Access Control Lists

May 10, 2012

Access Control Lists (ACLs) filter IP traffic and secure your network from unauthorized access. An ACL is a set of conditions that the NetScaler ADC evaluates to determine whether to allow access. For example, the Finance department probably does not want to allow its resources to be accessed by other departments, such as HR and Documentation, and those departments want to restrict access to their data.

When the NetScaler ADC receives a data packet, it compares the information in the data packet with the conditions specified in the ACL and allows or denies access. The administrator of the organization can configure ACLs to function in the following processing modes:
  • ALLOW—Process the packet.
  • BRIDGE—Bridge the packet to the destination without processing it.

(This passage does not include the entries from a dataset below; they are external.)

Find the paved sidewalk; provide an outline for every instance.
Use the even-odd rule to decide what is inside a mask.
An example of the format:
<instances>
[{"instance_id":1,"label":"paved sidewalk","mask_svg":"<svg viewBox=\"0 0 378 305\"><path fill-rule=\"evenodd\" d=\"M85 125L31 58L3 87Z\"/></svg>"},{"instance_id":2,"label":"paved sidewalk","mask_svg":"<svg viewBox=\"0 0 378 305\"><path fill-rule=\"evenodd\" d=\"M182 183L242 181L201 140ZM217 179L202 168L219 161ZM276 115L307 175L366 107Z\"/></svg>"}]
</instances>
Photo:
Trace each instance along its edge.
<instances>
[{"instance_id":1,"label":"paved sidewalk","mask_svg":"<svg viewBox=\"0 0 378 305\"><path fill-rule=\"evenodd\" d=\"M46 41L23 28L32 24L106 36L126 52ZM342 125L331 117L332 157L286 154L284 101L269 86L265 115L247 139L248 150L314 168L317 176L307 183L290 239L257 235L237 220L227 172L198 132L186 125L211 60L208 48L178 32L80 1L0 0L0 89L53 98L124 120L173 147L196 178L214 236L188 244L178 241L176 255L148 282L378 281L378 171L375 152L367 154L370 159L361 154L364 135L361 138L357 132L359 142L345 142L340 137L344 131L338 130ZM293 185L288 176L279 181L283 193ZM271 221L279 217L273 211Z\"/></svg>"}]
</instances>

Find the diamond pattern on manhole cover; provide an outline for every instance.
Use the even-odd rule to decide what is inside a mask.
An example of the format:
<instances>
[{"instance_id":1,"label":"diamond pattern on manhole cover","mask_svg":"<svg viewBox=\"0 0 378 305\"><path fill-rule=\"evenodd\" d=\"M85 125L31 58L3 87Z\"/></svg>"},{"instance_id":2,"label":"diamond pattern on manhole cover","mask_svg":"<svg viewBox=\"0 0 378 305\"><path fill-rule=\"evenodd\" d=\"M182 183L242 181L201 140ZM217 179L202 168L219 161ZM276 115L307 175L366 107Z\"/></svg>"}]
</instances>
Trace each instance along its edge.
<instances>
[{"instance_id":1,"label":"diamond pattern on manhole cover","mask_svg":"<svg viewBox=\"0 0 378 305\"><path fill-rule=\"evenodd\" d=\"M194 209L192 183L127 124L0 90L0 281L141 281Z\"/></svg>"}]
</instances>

The packet is directly sent by Layer 2 and Layer 3 forwarding.
  • DENY—Drop the packet.

ACL rules are the first level of defense on the NetScaler ADC.

NetScaler supports the following types of ACLs:
  • Simple ACLs filter packets on the basis of their source IP address and, optionally, their protocol, destination port, or traffic domain. Any packet that has the characteristics specified in the ACL is dropped.
  • Extended ACLs filter data packets on the basis of various parameters, such as source IP address, source port, action, and protocol. An extended ACL defines the conditions that a packet must satisfy for the NetScaler ADC to process the packet, bridge the packet, or drop the packet.

Nomenclature

In the NetScaler user interfaces, the terms simple ACL and extended ACL refer to ACLs that process IPv4 packets. An ACL that processes IPv6 packets is called a simple ACL6 and or extended ACL6. When discussing both types, this documentation sometimes refers to both of them as simple ACLs or extended ACLs.

ACL Precedence

If both simple and extended ACLs are configured, incoming packets are compared to the simple ACLs first.

The NetScaler ADC first determines whether the incoming packet is an IPv4 or an IPv6 packet, and then compares the packet’s characteristics to either simple ACLs or simple ACL6s. If a match is found, the packet is dropped. If no match is found, the packet is compared to extended ACLs or extended ACL6s. If that comparison results in a match, the packet is handled as specified in the ACL. The packet can be bridged, dropped, or allowed. If no match is found, the packet is allowed.